In ‘serving’ the team, providing them with resources, energy, time, knowledge and help, you enable them to fully reach their potential.

5. Avoid becoming a taskmaster
A too rigid pursuit of objectives can lead to the collapse and exhaustion of the team. Consider, for a moment, if you were a director of a theatrical play. If you made your actors and actresses (and all the other important crew members) rehearse 24/7, would that yield the best performance on the night of the show? Probably not. Everyone would be burned out.

At Evolve, we recognise people are not machines and need downtime to restore their creative energies.

Pay attention not just to the objectives, but to the process. How are the team operating and how does each member work together? Provide opportunities within their schedule for reflection on their performance and methods so far.

Photo by James Thomas on Unsplash

6. Get rid of blame culture
Many organisations seem to harbour a culture of blame.
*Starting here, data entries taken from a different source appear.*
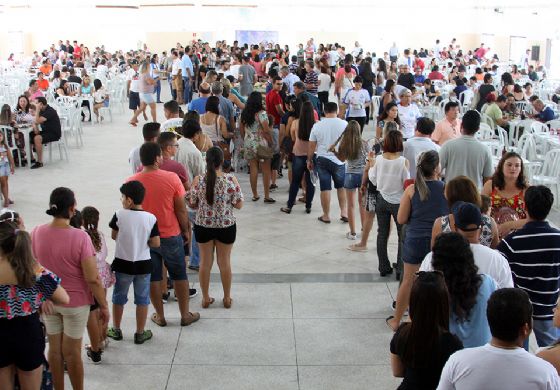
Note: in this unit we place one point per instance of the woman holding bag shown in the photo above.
(256, 132)
(300, 130)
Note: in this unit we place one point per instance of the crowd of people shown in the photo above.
(477, 262)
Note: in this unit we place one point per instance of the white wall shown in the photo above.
(374, 25)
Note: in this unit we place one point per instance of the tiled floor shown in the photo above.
(307, 314)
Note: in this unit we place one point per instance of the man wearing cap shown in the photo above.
(468, 222)
(466, 155)
(199, 104)
(533, 253)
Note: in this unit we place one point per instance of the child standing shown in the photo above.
(6, 167)
(96, 329)
(135, 231)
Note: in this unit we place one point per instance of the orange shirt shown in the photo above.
(43, 84)
(46, 69)
(162, 187)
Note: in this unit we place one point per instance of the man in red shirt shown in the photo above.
(165, 199)
(274, 103)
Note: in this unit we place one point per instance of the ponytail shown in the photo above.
(16, 247)
(214, 160)
(61, 200)
(427, 164)
(90, 217)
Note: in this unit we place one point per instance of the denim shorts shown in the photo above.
(147, 98)
(415, 249)
(327, 171)
(353, 180)
(141, 285)
(172, 252)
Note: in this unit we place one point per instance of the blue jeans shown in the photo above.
(172, 252)
(329, 170)
(141, 285)
(195, 252)
(173, 91)
(158, 89)
(545, 333)
(186, 90)
(299, 169)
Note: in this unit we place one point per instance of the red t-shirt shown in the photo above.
(273, 98)
(162, 187)
(171, 166)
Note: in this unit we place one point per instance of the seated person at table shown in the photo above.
(42, 82)
(34, 91)
(47, 117)
(494, 110)
(543, 113)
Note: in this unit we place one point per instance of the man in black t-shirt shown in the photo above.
(47, 117)
(406, 79)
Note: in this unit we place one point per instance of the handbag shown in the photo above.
(222, 144)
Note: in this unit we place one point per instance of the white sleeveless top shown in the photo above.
(389, 176)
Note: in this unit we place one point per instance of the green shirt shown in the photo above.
(494, 112)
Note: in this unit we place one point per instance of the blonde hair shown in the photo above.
(351, 142)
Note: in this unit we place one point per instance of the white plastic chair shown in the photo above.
(10, 139)
(549, 174)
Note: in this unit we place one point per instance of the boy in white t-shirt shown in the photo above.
(502, 363)
(135, 231)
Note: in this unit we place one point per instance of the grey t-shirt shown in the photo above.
(246, 83)
(466, 156)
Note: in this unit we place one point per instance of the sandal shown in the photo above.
(357, 248)
(155, 319)
(205, 304)
(193, 318)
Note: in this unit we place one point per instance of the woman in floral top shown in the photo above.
(214, 196)
(24, 286)
(506, 191)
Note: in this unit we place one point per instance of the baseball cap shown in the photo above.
(466, 215)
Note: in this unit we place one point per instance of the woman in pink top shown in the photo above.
(69, 253)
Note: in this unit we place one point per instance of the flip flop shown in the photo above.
(355, 248)
(155, 319)
(206, 304)
(387, 322)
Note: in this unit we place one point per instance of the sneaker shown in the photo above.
(94, 356)
(139, 338)
(165, 297)
(114, 333)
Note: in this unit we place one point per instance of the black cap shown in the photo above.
(466, 215)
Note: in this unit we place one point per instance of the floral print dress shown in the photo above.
(227, 192)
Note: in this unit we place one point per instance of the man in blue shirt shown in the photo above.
(199, 105)
(544, 113)
(533, 253)
(187, 72)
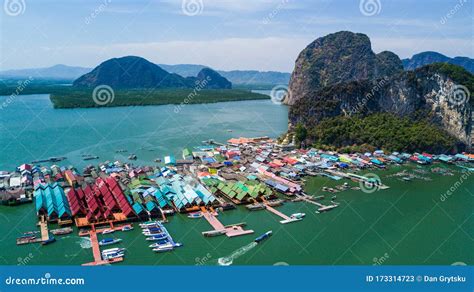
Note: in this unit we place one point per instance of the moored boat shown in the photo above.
(263, 236)
(109, 241)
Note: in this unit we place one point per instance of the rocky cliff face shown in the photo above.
(339, 57)
(426, 93)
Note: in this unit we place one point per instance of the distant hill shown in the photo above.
(55, 72)
(237, 77)
(133, 72)
(426, 58)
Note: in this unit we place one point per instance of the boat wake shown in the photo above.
(85, 242)
(228, 260)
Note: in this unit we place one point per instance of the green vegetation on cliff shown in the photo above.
(380, 130)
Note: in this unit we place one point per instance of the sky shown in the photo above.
(264, 35)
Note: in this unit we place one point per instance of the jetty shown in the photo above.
(98, 261)
(219, 228)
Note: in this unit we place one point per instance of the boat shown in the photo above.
(297, 215)
(108, 231)
(213, 233)
(113, 250)
(127, 228)
(157, 237)
(164, 248)
(109, 241)
(195, 215)
(255, 206)
(263, 236)
(275, 203)
(62, 231)
(113, 255)
(48, 241)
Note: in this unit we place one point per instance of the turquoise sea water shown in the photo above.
(406, 224)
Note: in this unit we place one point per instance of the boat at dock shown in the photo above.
(256, 206)
(263, 236)
(113, 250)
(213, 233)
(127, 228)
(62, 231)
(157, 237)
(109, 241)
(107, 231)
(195, 215)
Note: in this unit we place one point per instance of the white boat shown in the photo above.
(113, 250)
(293, 218)
(109, 241)
(195, 215)
(107, 231)
(110, 256)
(298, 215)
(127, 228)
(164, 248)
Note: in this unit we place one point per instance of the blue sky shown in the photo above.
(238, 34)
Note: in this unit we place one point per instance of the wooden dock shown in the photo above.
(230, 231)
(98, 261)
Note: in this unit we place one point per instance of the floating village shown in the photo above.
(259, 173)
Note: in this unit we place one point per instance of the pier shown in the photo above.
(219, 228)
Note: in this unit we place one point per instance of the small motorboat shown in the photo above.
(164, 248)
(127, 228)
(297, 215)
(108, 231)
(113, 250)
(195, 215)
(157, 237)
(263, 236)
(109, 241)
(112, 255)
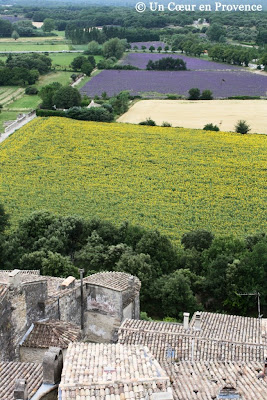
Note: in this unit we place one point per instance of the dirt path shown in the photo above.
(14, 127)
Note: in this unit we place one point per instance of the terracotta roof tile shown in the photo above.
(52, 333)
(119, 281)
(102, 370)
(205, 380)
(171, 341)
(10, 371)
(229, 327)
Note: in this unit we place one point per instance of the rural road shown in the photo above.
(41, 51)
(5, 135)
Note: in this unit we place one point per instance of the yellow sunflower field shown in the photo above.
(170, 179)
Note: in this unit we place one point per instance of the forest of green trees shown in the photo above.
(205, 272)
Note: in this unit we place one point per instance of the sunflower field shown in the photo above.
(170, 179)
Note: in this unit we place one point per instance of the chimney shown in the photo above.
(186, 320)
(162, 396)
(68, 283)
(197, 326)
(52, 366)
(21, 389)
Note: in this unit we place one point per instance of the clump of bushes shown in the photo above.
(195, 94)
(148, 122)
(211, 127)
(31, 90)
(242, 127)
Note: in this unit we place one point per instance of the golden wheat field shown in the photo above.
(169, 179)
(196, 114)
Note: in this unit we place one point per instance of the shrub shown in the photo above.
(31, 90)
(211, 127)
(242, 127)
(194, 94)
(173, 96)
(206, 95)
(148, 121)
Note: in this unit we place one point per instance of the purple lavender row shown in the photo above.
(222, 83)
(140, 60)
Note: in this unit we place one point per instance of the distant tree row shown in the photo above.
(205, 272)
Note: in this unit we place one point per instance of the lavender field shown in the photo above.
(223, 84)
(147, 44)
(140, 60)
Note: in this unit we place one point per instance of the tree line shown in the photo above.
(205, 272)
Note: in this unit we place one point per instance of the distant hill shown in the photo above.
(131, 3)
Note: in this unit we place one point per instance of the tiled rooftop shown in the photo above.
(10, 371)
(230, 327)
(118, 281)
(111, 371)
(205, 380)
(171, 341)
(52, 333)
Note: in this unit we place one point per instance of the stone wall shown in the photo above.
(103, 313)
(66, 308)
(7, 331)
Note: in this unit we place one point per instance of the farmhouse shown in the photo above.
(32, 381)
(211, 356)
(112, 371)
(209, 336)
(26, 297)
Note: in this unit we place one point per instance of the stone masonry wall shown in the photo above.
(7, 331)
(103, 313)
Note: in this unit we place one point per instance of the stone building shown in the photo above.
(32, 381)
(27, 297)
(111, 297)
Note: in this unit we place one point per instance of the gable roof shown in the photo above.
(92, 369)
(222, 337)
(52, 333)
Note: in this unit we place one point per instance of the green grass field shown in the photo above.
(170, 179)
(62, 77)
(26, 102)
(30, 46)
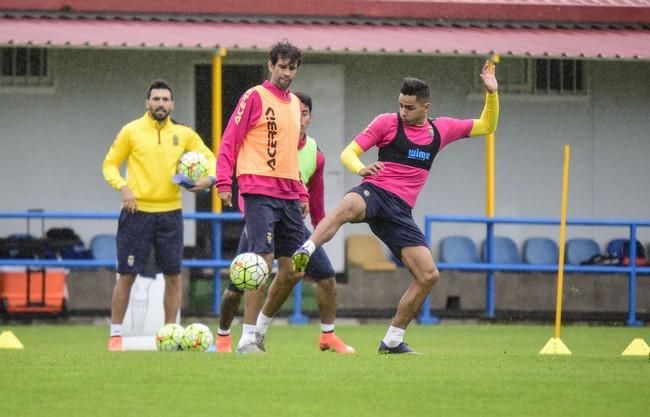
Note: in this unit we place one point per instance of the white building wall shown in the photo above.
(52, 143)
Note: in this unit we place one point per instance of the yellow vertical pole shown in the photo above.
(217, 111)
(555, 346)
(560, 266)
(490, 156)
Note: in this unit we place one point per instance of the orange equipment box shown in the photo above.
(32, 291)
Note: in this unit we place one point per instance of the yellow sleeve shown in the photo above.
(114, 158)
(350, 158)
(489, 117)
(197, 144)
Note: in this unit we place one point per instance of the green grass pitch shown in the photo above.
(464, 370)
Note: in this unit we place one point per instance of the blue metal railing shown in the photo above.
(216, 262)
(490, 266)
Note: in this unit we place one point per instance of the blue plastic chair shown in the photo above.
(579, 250)
(505, 251)
(541, 251)
(458, 249)
(104, 246)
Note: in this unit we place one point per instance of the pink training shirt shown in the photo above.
(406, 181)
(245, 116)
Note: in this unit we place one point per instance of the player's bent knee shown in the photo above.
(430, 277)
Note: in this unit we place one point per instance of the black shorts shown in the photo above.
(273, 225)
(390, 218)
(138, 232)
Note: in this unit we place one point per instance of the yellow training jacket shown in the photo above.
(152, 150)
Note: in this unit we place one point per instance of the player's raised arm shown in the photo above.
(490, 116)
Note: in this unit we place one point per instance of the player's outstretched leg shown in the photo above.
(326, 298)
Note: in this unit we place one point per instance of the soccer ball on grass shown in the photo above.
(197, 337)
(248, 271)
(169, 337)
(192, 165)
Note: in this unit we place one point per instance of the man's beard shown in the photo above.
(154, 114)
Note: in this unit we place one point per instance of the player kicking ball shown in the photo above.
(408, 142)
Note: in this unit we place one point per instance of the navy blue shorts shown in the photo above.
(138, 232)
(318, 268)
(390, 218)
(273, 225)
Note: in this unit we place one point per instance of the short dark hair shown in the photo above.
(304, 99)
(159, 85)
(285, 50)
(418, 88)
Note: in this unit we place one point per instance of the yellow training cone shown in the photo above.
(638, 347)
(9, 341)
(555, 347)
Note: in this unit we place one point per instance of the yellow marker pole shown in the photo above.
(217, 111)
(560, 262)
(555, 346)
(490, 155)
(489, 199)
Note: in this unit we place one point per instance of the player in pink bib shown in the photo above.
(408, 142)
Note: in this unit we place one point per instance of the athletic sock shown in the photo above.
(309, 246)
(394, 336)
(247, 335)
(263, 323)
(116, 330)
(327, 328)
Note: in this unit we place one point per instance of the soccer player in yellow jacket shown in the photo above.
(151, 213)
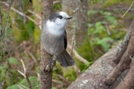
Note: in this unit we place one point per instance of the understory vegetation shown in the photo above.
(20, 40)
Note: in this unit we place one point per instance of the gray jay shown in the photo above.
(54, 38)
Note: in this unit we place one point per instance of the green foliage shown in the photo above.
(101, 31)
(13, 61)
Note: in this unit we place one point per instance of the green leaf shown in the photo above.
(13, 87)
(104, 43)
(13, 61)
(54, 88)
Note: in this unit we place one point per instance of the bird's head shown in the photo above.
(59, 19)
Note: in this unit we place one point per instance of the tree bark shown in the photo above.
(45, 77)
(125, 59)
(128, 81)
(94, 77)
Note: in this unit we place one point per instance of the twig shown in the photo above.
(35, 14)
(128, 9)
(25, 74)
(77, 55)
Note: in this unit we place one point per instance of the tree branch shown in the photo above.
(125, 60)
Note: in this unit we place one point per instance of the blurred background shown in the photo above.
(97, 26)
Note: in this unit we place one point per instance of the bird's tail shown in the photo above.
(65, 59)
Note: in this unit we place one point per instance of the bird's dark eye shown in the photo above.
(60, 17)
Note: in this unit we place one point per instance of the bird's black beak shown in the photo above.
(69, 18)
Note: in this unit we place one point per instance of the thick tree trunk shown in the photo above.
(95, 77)
(45, 76)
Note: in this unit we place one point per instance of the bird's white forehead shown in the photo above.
(63, 14)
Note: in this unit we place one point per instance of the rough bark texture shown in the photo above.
(125, 59)
(123, 47)
(128, 81)
(45, 77)
(95, 75)
(78, 9)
People spend vast amounts of their day-to-day work ‘covering’ themselves by sending emails, obtaining confirmations and avoiding risk.

Whilst we all have to cover ourselves to a certain extent, and in a legal sense, we must avoid the additional petty blame shifting that hampers progress. Instead, we should move to being responsible for our actions and encouraging experimentation and failure.

Only through failure can we learn and innovate. People cannot perform at their best if they fear failure or think it will be punished. Driving out fear is Point 8 of W.E. Deming’s famous ‘Fourteen Point Programme’ for the transformation of management; it was essential for him in terms of the whole organisational drive to achieve quality.

7. Ensure the team is accountable to the wider organisation
Whilst blame culture is unhelpful, we do need some form of accountability. Though teams are important, and we have emphasised their importance frequently, there is a danger of the silo effect, where teams become miniature fiefdoms detached from the wider organisation.

How many companies can you think of that are practically held hostage by their IT department? “We control the computers so you are all useless without us.” This should never be the case, and needs to be prevented by putting in place proper accountability and controls (as well as rewards).

Feeling connected to the rest of the organisation will also benefit the team, as they become part of something bigger and connected to the whole.

8. This last tip is very important to us at Evolve. Have fun!

Photo by You X Ventures on Unsplash

We know this is not original, but sometimes we all need reminding of the simple truths.

The reality is that despite many CEOs seeming to fear this prospect, very few organisations indeed are losing productivity because the workplace is ‘just too fun’. For the most part, people are overworked, continuously monitored, censored by corporate-speak and jargon, and constantly against the clock.

There are, sadly, still organisations out there that time employee tea and bathroom breaks. This simply cannot be fun for even the most disciplined individual.

Why is this the case? At Evolve we have observed an intriguing psychological quirk; most people, in the UK especially, have a mental block about work being fun. Work and play are considered mutually exclusive.

Many articles and thought-pieces talk about ‘work/life’ balance. Work and life are considered separate! The reality is that most people spend more time at work than at home, so how can work not truly be a part of life? People disassociate from their work. Or, to use a more business-orientated term: they are disengaged.

Work should be fun. In fact, when work is fun, people perform their best. Regular breaks, laughter, exercise and relaxation all improve mental function dramatically. We encourage you to harness this in your organisation!

Whether you install a gaming console in your common room, give people free reign of the internet, or institute a daily morning yoga routine, help your team have fun for better performance! You might even have a little fun yourself!